Segundo a professora de Ciência Política, Bolsonaro tem uma ideia de liberdade irrefreada, como se o ser humano tivesse direito a fazer tudo e regulamentações e restrições fossem, na verdade, violações. “A questão é que o Estado só surge porque se entende que esta liberdade natural, sem restrições, é tóxica para a sociedade, ela inviabiliza o convívio social, porque se transforma no direito dos mais fortes. Mas é exatamente esse direito dos mais fortes que é a utopia bolsonarista”.
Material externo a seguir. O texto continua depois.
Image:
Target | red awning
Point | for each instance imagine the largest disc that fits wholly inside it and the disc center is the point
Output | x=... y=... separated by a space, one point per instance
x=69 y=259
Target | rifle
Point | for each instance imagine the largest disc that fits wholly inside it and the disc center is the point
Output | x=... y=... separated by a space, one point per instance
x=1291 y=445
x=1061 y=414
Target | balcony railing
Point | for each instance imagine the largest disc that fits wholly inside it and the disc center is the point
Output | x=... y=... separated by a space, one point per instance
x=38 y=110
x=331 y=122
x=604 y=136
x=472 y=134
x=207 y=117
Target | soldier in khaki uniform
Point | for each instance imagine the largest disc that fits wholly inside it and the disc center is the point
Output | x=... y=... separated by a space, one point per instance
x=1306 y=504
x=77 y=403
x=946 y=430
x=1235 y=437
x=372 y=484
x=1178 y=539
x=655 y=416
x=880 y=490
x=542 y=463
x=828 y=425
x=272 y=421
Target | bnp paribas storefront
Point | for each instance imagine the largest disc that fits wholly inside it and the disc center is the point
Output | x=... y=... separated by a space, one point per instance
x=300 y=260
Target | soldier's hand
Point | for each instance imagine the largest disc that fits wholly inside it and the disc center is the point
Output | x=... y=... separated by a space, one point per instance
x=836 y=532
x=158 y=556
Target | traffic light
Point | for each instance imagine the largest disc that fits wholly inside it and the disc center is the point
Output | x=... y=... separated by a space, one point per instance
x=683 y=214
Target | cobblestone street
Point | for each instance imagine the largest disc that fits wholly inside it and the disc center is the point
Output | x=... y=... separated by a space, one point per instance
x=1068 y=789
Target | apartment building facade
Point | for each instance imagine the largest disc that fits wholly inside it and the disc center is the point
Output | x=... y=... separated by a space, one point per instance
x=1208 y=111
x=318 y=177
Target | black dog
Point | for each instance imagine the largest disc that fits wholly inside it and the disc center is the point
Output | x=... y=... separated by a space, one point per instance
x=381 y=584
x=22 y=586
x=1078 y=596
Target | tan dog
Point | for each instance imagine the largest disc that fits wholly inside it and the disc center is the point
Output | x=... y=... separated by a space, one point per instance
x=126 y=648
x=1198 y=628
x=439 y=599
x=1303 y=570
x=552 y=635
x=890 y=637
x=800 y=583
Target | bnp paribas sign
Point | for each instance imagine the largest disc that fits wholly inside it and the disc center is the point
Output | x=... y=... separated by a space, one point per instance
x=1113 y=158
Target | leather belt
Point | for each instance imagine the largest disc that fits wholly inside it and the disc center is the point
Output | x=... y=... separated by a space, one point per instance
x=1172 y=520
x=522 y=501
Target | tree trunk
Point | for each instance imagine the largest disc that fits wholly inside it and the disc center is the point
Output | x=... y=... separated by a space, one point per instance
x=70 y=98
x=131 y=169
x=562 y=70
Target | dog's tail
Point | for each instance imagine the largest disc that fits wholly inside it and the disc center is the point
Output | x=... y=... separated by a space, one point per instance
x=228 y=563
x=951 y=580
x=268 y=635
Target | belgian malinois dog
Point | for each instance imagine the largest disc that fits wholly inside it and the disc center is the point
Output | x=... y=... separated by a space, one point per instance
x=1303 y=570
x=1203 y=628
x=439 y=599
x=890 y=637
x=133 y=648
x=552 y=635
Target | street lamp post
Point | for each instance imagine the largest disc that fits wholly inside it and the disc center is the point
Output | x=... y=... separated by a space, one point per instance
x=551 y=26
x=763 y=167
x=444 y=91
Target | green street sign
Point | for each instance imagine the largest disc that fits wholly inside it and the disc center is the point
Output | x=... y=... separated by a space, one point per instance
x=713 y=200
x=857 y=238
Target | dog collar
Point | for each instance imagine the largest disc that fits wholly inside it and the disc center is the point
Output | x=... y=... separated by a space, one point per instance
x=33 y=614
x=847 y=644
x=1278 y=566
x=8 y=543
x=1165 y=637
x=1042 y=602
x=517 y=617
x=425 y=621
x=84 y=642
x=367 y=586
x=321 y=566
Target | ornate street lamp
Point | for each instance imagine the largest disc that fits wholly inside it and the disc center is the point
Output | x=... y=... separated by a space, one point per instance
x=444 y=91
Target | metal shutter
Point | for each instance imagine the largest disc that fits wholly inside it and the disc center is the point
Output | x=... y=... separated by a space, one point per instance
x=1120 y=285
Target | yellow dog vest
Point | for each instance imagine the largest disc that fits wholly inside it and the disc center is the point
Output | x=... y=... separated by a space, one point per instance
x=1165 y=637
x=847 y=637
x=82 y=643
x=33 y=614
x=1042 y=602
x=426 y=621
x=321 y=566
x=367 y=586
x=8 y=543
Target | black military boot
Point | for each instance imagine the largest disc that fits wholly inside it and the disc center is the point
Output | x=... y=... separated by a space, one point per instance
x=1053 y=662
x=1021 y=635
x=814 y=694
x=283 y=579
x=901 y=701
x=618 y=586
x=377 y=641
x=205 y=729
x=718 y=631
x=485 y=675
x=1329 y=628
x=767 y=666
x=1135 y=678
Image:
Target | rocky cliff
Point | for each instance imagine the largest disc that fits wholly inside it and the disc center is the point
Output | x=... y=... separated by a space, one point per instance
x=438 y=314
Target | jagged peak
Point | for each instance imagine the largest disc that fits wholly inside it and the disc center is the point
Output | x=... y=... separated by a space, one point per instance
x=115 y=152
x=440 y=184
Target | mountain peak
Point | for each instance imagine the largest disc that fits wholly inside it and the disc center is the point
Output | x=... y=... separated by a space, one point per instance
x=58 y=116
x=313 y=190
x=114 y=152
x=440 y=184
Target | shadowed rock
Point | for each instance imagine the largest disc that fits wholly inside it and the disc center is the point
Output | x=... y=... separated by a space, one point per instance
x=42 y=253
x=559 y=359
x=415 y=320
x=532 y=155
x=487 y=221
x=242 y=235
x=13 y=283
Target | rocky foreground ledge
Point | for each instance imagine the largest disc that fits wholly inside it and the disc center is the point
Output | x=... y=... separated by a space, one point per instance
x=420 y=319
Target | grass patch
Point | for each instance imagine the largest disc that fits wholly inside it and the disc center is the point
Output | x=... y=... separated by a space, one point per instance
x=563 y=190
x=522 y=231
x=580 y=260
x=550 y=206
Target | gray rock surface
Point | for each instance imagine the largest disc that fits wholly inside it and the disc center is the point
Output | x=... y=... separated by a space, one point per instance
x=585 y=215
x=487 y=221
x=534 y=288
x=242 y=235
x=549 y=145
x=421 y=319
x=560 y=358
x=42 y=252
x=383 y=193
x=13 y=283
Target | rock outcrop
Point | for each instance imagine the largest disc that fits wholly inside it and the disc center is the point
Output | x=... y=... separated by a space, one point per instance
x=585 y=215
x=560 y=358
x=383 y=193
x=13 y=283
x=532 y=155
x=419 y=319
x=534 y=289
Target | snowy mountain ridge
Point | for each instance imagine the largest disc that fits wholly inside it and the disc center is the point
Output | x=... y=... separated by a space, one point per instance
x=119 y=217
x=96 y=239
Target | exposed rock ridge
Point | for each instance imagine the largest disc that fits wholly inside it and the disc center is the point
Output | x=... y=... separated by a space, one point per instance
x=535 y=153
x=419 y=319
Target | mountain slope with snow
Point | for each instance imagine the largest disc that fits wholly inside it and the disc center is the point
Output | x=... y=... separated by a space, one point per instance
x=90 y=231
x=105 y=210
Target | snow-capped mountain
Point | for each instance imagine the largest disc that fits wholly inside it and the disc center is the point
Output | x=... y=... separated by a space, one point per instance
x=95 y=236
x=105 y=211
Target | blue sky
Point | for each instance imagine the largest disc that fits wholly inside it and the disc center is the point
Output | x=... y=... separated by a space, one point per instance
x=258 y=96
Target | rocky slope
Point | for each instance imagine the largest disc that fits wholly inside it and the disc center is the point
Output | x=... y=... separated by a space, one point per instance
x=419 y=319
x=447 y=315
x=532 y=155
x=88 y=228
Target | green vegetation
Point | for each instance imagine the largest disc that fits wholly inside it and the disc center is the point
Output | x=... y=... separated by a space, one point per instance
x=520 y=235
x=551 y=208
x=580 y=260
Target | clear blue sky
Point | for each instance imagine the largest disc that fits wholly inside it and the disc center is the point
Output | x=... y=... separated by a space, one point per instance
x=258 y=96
Mayra continuou e detalhou que essa noção de direito dos mais fortes se conecta com a falta de preocupação com os vulneráveis. Assim, quando Bolsonaro diz em seus discursos que não tem responsabilidade pelo que acontece no Brasil, na economia ou na saúde e atribui os fatos a outras forças, “ele não assume a responsabilidade de proteger os mais vulneráveis”.

Com comportamentos semelhantes ao de um parlamentar, buscando representar apenas um nicho, mesmo estando em um cargo majoritário – comum aos líderes de extrema-direita espalhados pelo mundo -, Bolsonaro fala apenas para seu público e tentará ganhar a eleição estimulando o medo das pessoas nos seus potenciais adversários, analisa a cientista política.

“Esse segmento, que seria mais ou menos 20% da população, vai votar nele de qualquer maneira. E os outros 30% para ele ter uma maioria e ganhar uma eleição? Vão votar com medo de um candidato de esquerda. Essa outra parcela, é o antipetismo que outorga ou não outorgará, porque isso ocorreu em 2018, mas resta ver se ele continuará conseguindo mobilizar de maneira tão irracional o medo de uma esquerda radical que sequer existe, uma vez que o candidato que está se apresentado como esquerda [Lula], é inequivocamente, um candidato centrista”.

A professora ainda observou que a polarização prevista para 2022, com Lula e Bolsonaro, não é simétrica. “Nós não temos dois candidatos extremistas, nós temos um extremo e do outro lado um candidato de centro-esquerda, um social-democrata. Não há no campo da esquerda, uma alternativa extremista”, declarou analisando que os candidatos que se colocam como terceira via hoje são, em sua maioria, de direita e que, por isso, só devem prosperar caso consigam superar essa nova direita bolsonarista.